Rebellion in the 1960s was not like this. Those throwing rocks and carrying placards did so with the belief that they could attain a higher state of awareness. They envisioned an earthly paradise, but their hope was more sexual than religious because they did not think that fate or a higher deity would be the agent of change; they saw themselves as the procreators. Somehow, their “higher spiritual consciousness” would put things into perspective, fulfilling the hope expressed by poet Adrienne Rich: “I wish there was somewhere / actual we could stand / handing the power-glasses back and forth / looking at the earth, the wildwood / where the split began.”

At the end of the film Koyaanisquatsi (“life out of balance”), the first stage of a rocket gradually falls back to Earth, turning bright orange as it disintegrates. Godfrey Reggio, the film’s director, lets this scene pass slowly, heightening the contrast to the frenetic activity, from streets to the stock market, that dominates the rest of the film.

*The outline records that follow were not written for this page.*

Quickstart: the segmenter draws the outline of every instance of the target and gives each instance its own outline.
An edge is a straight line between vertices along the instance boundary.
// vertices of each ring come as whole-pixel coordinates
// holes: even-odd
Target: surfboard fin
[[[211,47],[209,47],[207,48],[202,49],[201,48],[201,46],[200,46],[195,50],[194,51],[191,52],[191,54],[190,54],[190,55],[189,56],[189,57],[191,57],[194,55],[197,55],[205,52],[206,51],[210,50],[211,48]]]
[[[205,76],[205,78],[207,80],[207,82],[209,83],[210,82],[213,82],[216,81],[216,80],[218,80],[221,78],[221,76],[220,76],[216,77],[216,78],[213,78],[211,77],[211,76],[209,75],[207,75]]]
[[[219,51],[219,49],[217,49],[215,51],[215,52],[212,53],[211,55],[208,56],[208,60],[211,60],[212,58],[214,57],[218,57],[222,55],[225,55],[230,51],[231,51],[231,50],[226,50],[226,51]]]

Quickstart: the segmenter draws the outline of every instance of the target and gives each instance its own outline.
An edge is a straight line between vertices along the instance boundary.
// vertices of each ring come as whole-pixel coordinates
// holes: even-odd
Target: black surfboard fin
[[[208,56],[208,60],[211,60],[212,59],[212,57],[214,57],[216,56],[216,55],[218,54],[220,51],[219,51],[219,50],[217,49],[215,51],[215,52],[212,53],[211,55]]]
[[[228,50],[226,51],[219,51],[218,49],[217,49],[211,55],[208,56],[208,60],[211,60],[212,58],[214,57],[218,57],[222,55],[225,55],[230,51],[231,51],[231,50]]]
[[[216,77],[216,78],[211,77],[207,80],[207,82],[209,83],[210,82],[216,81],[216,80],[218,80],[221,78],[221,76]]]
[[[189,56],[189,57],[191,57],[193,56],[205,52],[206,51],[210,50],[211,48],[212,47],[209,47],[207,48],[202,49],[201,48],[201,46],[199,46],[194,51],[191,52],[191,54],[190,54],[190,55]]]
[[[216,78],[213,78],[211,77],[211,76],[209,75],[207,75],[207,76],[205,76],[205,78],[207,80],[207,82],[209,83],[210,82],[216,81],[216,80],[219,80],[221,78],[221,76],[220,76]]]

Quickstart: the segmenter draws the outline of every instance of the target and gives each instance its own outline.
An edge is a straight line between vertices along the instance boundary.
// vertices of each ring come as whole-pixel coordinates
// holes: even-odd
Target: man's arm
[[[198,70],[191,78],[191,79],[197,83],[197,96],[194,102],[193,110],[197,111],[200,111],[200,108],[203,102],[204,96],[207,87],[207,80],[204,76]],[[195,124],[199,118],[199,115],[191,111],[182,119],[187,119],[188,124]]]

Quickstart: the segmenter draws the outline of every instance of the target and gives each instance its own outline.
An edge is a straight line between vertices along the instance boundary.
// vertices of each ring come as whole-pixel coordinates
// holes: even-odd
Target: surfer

This tumult has become our natural ethos. Broun slows us down and brings perspective. His vision is vitally needed to put life back into balance in this era of panicky optimism. For, to paraphrase Thomas Carlyle, progress is a fine horse to ride, but to ride somewhere.

After writing six chapters of “Inner Tube,” Hob Broun was operated on for a spinal tumor and left paralyzed from the neck down. He completed this book by blowing into the catheter of a specially designed word processer, which he is now using to complete a novel and a collection of short stories. He lives in a halfway house in Portland, Ore.